Du Robert, Alain Rey disait qu'il était, "au contraire de l'Académie française, [...] un observatoire, pas un conservatoire" (entretien à la Liberté du 4 novembre 2017). S'il était encore e...
Pronom «iel» : l’Académie française a-t-elle autorité sur la langue française ?
Dénonçant l’arrivée du pronom non genré dans «le Robert», le député LREM Jolivet a saisi les immortels. En réalité, si l’Académie a une aura médiatique, elle a peu de pouvoir sur l’évolution de la langue française.
Suite à «l’entrée», dans le dictionnaire en ligne du Robert, des pronoms non genrés «iel» (singulier) et «iels» (pluriel), vous nous faites part de la réaction indignée du député LREM François Jolivet sur Twitter : «Les auteurs [du Robert] sont donc les militants d’une cause qui n’a rien de Français : le #wokisme», écrit-il sur le réseau social. Et l’élu de joindre à son tweet une lettre adressée à «Madame le secrétaire perpétuel de l’Académie française», dans laquelle il interroge l’institution : «En votre qualité de gardien de notre langue française, pourriez-vous nous dire si vous avez délibéré sur le sujet.» Dès lors, vous nous demandez si l’Académie est bien «la gardienne du bon usage» du Français, et nous interrogez sur «le statut juridique de ses avis».
Créée en 1635 sous Louis XIII, l’Académie française, composée de 40 membres nommés à vie, a pour «principales fonction», selon l’article 24 de ses statuts, «de travailler, avec tout le soin et toute la diligence possibles, à donner des règles certaines à notre langue et à la rendre pure, éloquente et capable de traiter les arts et les sciences». Pour ce faire, elle devait réaliser, à l’origine, quatre ouvrages : une rhétorique, une poétique, une grammaire et un dictionnaire.
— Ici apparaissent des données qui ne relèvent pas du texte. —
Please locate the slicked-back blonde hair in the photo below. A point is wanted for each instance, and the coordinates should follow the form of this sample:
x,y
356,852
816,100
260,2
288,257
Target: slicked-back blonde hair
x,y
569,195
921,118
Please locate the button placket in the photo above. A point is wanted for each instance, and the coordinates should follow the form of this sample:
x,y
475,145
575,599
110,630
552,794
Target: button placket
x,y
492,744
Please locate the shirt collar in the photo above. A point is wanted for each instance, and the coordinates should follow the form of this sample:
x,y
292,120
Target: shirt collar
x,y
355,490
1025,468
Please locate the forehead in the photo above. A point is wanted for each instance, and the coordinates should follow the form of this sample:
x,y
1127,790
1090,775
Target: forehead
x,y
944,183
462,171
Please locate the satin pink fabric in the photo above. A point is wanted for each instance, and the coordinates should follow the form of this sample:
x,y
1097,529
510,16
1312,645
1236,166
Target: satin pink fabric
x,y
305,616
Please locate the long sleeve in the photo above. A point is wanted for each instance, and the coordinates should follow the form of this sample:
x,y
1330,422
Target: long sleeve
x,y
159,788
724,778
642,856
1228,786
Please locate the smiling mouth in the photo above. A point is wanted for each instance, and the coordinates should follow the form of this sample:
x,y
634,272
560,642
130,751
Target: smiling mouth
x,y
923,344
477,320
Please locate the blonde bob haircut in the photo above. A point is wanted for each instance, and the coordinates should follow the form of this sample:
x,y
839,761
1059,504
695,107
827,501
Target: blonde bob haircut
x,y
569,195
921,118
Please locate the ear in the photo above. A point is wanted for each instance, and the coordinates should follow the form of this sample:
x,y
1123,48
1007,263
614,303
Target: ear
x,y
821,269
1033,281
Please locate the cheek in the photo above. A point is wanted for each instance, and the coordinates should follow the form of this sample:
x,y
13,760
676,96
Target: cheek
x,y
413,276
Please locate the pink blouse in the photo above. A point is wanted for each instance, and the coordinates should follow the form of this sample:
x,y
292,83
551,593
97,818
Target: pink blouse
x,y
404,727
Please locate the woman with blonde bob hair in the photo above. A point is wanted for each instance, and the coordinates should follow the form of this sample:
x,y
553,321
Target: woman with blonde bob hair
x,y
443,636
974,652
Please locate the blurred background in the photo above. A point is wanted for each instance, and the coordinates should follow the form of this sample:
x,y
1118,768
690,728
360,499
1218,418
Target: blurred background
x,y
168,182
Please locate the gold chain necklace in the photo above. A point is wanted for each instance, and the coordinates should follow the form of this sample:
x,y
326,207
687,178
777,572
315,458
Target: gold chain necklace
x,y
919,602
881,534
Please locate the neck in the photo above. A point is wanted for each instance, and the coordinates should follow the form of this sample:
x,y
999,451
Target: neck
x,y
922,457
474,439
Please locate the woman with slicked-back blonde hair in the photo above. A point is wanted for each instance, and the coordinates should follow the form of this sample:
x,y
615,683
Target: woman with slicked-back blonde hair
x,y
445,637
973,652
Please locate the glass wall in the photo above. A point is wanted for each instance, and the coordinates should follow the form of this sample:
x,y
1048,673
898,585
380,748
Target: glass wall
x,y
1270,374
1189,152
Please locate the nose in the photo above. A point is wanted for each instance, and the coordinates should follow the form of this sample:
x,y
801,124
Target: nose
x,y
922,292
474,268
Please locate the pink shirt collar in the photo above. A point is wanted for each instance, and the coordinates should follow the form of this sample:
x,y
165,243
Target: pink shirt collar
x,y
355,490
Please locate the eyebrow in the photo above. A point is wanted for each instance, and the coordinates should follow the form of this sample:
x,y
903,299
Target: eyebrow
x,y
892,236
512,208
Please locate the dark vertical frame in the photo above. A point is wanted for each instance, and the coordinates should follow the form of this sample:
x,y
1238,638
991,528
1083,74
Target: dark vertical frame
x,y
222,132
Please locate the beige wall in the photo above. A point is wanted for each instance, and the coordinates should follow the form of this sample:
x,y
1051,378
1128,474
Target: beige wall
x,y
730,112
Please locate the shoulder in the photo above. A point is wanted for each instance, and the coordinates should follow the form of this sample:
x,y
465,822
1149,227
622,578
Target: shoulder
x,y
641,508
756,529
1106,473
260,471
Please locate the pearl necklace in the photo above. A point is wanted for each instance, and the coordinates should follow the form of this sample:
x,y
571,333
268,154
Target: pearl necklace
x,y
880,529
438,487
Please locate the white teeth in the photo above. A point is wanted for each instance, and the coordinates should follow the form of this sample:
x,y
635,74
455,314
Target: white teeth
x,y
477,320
Mais en dehors d’une grammaire publiée en 1932 – fortement décriée –, elle ne conservera finalement qu’une seule de ses missions : le dictionnaire.
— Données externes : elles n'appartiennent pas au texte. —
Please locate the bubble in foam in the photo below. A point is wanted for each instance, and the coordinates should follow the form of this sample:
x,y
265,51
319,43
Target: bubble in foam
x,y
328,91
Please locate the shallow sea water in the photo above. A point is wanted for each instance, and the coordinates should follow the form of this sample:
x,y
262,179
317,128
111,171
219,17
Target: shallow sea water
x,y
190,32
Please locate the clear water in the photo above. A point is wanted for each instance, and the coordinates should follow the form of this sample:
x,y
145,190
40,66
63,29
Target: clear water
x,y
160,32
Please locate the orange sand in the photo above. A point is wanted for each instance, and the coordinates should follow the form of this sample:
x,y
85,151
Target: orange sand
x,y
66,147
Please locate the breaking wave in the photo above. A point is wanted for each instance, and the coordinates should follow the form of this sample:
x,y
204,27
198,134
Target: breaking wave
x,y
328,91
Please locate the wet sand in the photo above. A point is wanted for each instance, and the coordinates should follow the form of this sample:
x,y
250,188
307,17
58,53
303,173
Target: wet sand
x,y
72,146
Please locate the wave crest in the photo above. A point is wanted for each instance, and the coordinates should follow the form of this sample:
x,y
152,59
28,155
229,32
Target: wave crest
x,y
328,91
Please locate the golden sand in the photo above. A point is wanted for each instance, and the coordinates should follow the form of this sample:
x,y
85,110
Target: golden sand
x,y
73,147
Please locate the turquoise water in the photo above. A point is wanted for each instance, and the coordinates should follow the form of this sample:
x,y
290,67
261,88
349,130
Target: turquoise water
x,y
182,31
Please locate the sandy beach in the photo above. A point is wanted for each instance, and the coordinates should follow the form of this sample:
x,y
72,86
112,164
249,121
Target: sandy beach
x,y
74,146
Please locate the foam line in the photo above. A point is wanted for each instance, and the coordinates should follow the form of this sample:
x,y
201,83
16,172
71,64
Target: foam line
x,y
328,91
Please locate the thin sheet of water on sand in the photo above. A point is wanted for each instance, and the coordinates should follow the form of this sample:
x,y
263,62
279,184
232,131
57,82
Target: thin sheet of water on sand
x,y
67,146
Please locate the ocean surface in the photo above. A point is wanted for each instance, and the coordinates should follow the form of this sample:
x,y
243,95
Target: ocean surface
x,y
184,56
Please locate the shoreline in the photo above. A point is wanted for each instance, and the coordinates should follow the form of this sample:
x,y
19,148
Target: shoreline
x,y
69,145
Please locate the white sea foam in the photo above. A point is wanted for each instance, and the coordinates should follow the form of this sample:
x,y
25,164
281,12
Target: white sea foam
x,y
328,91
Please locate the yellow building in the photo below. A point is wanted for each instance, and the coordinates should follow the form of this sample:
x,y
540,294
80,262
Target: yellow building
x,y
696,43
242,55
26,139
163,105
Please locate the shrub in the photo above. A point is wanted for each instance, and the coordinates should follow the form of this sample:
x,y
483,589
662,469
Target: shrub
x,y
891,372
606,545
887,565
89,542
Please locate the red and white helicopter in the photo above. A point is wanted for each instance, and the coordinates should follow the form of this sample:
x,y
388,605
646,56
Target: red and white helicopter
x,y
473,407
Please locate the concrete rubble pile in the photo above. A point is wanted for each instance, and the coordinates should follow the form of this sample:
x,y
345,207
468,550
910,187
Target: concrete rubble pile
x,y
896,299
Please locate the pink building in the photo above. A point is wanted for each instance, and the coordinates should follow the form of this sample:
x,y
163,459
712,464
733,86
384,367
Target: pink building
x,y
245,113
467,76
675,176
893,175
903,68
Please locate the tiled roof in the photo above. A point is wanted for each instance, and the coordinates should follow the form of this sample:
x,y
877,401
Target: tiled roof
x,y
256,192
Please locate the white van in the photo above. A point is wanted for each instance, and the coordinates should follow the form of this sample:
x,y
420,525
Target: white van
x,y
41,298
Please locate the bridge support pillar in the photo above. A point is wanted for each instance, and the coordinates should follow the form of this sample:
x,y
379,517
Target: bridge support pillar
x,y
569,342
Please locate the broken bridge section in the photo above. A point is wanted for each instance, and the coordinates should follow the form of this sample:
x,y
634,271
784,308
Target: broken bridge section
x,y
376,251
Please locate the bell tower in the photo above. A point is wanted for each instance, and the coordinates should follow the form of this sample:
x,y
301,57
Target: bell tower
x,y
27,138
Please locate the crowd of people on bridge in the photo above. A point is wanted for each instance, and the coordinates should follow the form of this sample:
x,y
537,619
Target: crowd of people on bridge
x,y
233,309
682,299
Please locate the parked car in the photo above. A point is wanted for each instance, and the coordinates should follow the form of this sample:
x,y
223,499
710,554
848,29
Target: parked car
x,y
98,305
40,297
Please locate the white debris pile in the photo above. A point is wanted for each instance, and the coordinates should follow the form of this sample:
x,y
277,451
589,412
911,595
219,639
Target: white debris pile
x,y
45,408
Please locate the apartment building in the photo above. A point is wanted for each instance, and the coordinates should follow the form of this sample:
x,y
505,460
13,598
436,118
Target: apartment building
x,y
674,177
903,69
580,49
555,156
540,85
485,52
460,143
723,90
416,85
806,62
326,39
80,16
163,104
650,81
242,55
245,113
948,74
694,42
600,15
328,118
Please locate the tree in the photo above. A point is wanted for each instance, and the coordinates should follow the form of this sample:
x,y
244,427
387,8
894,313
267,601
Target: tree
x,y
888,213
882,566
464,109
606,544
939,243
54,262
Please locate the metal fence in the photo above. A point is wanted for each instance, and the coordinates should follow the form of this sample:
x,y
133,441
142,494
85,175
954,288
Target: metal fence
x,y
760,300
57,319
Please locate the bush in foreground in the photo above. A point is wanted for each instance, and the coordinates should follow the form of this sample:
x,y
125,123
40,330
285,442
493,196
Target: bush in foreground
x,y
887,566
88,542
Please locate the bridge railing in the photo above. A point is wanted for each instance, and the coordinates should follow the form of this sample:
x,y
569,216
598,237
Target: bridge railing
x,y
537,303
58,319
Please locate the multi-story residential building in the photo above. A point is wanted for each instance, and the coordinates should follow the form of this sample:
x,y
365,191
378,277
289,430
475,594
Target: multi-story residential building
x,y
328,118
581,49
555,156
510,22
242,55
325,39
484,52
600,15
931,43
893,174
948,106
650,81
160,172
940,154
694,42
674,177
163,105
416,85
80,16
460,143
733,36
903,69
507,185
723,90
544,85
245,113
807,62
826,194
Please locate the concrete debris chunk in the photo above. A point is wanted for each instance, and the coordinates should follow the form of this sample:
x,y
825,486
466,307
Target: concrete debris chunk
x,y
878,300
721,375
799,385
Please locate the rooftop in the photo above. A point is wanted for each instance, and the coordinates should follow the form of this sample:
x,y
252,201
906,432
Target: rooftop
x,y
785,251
«Pas les compétences pour rédiger un dictionnaire»
Un ouvrage qui «ne devra ne pas seulement enregistrer dans un ordre alphabétique des mots avec leur explication, [mais] devra choisir aussi les mots d’usage propres à figurer dans la conversation, dans les discours, dans les écrits qui doivent être à la portée de tous», explique l’académie sur son site.
Après une première édition en 1694, l’institution en publiera sept autres jusqu’en 1935, dont certaines empreintes de réformes majeures de l’orthographe. Soit un dictionnaire complet et révisé tous les 40 ans environ. Mais depuis, le rythme a perdu de son élan. En 90 ans, les immortels n’ont atteint que la lettre S de la neuvième édition (publiée par morceaux au fur et à mesure de sa révision). Plus précisément le mot Sérénissime. Résultat : tous les mots compris entre Sérénissime et la lettre Z connaissent une définition relevant, au mieux, des années 30. Et tous les mots créés depuis 1935 et compris dans ce même intervalle de lettre sont tout bonnement… absents du dictionnaire. Même dans la dernière édition partielle, les mots du début de l’alphabet (de A à E) manquent un peu de fraîcheur, puisque leur définition relève de 1992, date de la publication du premier tome du «nouveau» dictionnaire, ou ne figurent pas, pour ceux créés depuis cette date.
Une lenteur conduisant à un décalage permanent par rapport à l’évolution de la langue, et qui s’expliquerait par la nature actuelle de l’institution : «Ses membres, essentiellement des écrivains, même largement secondés par des agrégés de lettres, n’ont pas du tout les compétences pour rédiger un dictionnaire, explique la linguiste Laélia Véron (université d’Orléans). C’est un vrai métier, comme lexicographe, dont l’Académie est grandement dépourvue.» Une lacune qui, de fait, empêche l’Académie française «de travailler sur les nouveautés et l’actualisation de la langue française». Et rend d’autant plus hypothétique son rôle, au long cours, de «gardien de la langue française».
«Il n’y a pas de gardien de la langue»
Pour remédier à ce retard chronique, l’Académie se fend parfois de déclarations, comme en octobre 2017 contre l’écriture inclusive, qualifiée de «péril mortel», ou de commentaires, dans sa rubrique «dire, ne pas dire», comme elle le fit en juillet 2020 contre l’usage du terme «présentiel».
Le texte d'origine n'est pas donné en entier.